QUETTA: Bona fide business is flourishing at the collectorate of Quetta due to perfection in anti-smuggling exercise, new amendments in Customs Act-1969 and in the Budget 2017-18 which will be helpful for coping with the smuggling activities. The Collectorate of Quetta has not only achieved its allocated revenue target of Financial Year 2016-17 but it will also surpass the assigned revenue target in the days to come. The Anti-Smuggling Organization Quetta will perform its duties during the Eid holidays 24/7 at the check-posts located near the hometowns of the employees so that they can meet both responsibilities.

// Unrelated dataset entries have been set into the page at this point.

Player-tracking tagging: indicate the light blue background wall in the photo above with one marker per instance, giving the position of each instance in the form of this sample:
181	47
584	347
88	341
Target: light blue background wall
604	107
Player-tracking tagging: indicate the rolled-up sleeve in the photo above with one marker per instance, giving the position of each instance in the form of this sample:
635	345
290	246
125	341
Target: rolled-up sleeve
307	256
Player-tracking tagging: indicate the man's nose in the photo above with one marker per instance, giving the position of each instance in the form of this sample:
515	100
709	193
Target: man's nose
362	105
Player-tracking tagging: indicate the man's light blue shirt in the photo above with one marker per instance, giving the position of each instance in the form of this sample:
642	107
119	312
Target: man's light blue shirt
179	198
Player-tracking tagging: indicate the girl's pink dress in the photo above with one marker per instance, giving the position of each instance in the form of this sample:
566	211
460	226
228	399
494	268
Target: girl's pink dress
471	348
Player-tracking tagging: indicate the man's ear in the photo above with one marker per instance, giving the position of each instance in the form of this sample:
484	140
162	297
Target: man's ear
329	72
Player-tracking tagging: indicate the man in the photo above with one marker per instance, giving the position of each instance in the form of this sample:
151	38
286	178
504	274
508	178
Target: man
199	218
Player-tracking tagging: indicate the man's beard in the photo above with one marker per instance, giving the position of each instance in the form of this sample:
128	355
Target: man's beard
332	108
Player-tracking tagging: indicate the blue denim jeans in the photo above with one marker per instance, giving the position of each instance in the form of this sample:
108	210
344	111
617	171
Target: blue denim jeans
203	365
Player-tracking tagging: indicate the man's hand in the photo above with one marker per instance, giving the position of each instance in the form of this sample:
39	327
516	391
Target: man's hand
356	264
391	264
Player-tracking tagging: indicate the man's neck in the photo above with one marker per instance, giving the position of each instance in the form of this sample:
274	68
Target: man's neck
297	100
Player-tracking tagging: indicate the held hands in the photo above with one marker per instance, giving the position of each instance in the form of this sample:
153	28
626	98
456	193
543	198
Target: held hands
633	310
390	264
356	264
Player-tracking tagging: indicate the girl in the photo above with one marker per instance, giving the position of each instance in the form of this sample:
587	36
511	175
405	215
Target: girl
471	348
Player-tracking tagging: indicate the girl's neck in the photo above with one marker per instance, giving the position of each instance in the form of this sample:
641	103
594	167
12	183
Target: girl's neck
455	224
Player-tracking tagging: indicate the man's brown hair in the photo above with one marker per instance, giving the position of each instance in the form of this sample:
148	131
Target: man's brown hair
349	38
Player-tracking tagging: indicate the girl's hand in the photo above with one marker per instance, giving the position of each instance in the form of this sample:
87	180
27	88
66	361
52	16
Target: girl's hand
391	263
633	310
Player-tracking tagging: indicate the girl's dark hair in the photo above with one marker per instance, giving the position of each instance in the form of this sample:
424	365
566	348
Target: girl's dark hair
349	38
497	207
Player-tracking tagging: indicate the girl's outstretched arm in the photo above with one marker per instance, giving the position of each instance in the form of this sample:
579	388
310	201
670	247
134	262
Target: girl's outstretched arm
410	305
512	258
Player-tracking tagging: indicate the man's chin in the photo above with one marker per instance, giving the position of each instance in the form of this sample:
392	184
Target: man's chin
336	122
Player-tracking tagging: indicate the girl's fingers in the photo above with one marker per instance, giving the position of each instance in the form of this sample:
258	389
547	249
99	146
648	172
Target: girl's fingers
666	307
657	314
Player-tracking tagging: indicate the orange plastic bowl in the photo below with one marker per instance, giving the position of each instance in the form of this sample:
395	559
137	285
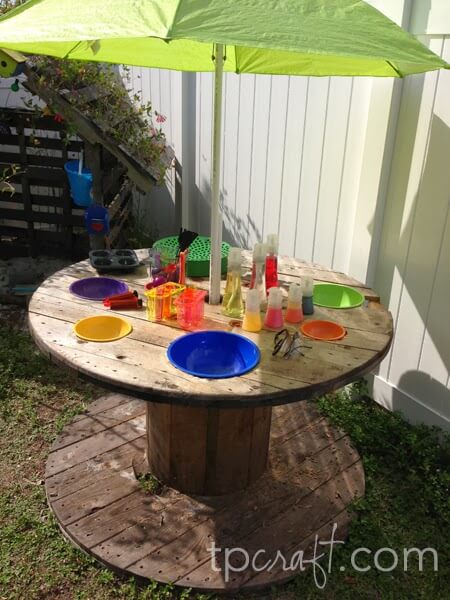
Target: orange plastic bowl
323	330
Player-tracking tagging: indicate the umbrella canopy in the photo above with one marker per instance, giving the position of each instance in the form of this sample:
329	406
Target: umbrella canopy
285	37
289	37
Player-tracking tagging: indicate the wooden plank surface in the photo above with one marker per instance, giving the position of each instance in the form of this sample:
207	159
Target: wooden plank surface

During the public holidays, notorious people try to smuggle contraband goods whose activities will be checked properly.
This was stated by Deputy Collector Preventive (Car Cell and Anti-Smuggling Organization) Junaid Mahmood of the Model Customs Collectorate Quetta while giving an exclusive interview to Customs Today.
He said the overall performance of the Anti-Smuggling Organization (ASO) is well only due to adoption of new techniques for conducting smuggling-free and bona fide business.

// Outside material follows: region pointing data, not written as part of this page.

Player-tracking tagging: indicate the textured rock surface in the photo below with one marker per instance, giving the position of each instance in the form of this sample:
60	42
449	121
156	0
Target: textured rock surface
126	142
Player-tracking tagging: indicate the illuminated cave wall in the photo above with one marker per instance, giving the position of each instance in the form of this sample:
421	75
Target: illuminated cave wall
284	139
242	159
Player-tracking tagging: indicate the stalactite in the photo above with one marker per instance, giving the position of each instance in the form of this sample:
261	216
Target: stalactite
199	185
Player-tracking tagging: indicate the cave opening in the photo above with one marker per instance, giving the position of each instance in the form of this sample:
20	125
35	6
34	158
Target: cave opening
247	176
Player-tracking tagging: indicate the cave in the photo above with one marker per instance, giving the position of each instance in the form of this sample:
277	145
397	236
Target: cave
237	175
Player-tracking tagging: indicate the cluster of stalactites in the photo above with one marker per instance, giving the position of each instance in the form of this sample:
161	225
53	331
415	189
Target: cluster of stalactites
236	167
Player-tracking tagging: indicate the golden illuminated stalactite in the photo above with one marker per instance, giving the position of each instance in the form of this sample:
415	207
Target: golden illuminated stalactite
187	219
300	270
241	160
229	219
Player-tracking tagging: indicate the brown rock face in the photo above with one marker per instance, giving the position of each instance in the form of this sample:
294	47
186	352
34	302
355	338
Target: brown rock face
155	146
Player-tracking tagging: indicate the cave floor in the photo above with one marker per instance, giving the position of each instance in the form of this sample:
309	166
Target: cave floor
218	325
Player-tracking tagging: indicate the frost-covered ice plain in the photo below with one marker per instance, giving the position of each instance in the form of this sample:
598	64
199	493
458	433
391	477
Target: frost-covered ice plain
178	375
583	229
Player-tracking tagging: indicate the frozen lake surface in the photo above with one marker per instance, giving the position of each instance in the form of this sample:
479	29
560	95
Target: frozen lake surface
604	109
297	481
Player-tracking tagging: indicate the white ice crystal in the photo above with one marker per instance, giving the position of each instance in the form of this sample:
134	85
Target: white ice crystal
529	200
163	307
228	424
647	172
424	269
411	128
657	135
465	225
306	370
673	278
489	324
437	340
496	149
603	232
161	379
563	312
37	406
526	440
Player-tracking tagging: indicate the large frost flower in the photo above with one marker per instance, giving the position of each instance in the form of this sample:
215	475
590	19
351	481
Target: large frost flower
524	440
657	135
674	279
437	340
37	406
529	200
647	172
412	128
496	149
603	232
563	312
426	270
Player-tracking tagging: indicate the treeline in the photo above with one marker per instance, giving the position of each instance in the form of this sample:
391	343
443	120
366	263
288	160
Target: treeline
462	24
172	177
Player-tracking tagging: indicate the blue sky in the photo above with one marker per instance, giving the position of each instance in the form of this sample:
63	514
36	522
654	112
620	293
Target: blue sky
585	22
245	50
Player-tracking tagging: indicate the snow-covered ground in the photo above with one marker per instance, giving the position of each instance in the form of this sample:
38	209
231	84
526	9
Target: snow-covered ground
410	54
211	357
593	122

The Car Cell has been facing problems in the past. For example, the cell had no safe place for parking the impounded and NDP vehicles unless their cases are decided in the court. The cell has been parking the smuggled and NDP vehicles on the roadsides. Now the department has its own places to park impounded and smuggled vehicles.
During the current Financial Year from July 2016 to June 2017, the Car Cell Quetta has impounded 571 vehicles valued Rs413.89million. Previously, the employees of the cell had been injured in attacks by smugglers and traffickers but now they have safe and protected places to execute their responsibilities.

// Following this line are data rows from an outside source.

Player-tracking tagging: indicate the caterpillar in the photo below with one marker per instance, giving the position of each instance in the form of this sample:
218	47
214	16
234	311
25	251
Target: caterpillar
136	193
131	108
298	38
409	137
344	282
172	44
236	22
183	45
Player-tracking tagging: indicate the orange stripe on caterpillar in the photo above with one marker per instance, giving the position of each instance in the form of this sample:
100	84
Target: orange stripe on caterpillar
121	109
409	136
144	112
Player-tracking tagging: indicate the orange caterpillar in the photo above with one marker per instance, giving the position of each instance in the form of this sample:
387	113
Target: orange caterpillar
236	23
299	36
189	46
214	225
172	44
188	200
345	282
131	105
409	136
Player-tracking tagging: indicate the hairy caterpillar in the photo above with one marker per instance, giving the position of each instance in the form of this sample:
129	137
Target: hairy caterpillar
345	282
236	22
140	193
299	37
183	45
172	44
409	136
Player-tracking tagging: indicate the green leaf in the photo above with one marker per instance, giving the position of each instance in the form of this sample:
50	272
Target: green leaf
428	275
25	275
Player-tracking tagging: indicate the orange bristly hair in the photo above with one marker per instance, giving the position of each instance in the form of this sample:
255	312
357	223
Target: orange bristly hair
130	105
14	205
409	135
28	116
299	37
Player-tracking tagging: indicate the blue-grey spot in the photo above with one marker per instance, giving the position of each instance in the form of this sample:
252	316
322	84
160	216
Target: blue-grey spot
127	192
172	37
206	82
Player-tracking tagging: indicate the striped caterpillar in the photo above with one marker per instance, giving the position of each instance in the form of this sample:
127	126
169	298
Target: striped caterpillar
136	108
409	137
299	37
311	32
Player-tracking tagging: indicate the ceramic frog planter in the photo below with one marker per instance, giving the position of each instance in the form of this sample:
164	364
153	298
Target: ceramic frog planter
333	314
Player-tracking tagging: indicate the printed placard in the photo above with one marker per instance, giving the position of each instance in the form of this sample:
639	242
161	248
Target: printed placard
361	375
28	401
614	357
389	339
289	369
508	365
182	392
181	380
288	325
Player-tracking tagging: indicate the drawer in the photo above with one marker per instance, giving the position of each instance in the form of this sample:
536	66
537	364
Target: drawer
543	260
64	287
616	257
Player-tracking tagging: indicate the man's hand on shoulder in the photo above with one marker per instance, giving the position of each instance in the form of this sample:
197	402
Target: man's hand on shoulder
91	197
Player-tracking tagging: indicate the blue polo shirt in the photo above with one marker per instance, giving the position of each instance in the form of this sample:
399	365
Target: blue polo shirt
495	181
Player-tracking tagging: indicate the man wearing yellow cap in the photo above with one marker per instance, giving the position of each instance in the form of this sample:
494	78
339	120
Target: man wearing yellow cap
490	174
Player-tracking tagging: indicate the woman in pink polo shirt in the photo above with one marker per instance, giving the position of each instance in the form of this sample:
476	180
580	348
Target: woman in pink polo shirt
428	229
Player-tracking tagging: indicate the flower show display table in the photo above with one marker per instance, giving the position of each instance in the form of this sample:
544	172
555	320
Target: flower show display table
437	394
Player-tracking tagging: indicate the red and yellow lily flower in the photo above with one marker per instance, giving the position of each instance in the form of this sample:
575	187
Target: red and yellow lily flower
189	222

The Deputy Collector Preventive, answering a query, said the Customs Preventive Quetta has been working independently and without any assistance from any other agency for the last three months. He added that it is a fact that the ASO Quetta and other law and enforcement agencies seized huge contraband goods together but the recent amendment in Section 07 of the Customs Act -1969 has also helped increase the interceptions as the federal government has made the Highway Police and the Motorway Police bound to assist the Customs Anti-Smuggling (ASO) staff whenever they are required.
He said the ASO Quetta made some new changes to discourage the smuggling activities as numbers of customs check-posts have been increased massively. Due to the enforcement of new techniques and enhanced vigilance of the department, most of the smugglers and tax evaders are bound to do business through ports and other legal and proper channels.
He told CT that the ASO’s new and old staffs have recently been trained by the Frontier Constabulary (FC) due to which ASO staff is in a better position to take actions against the notorious smugglers with an iron hand.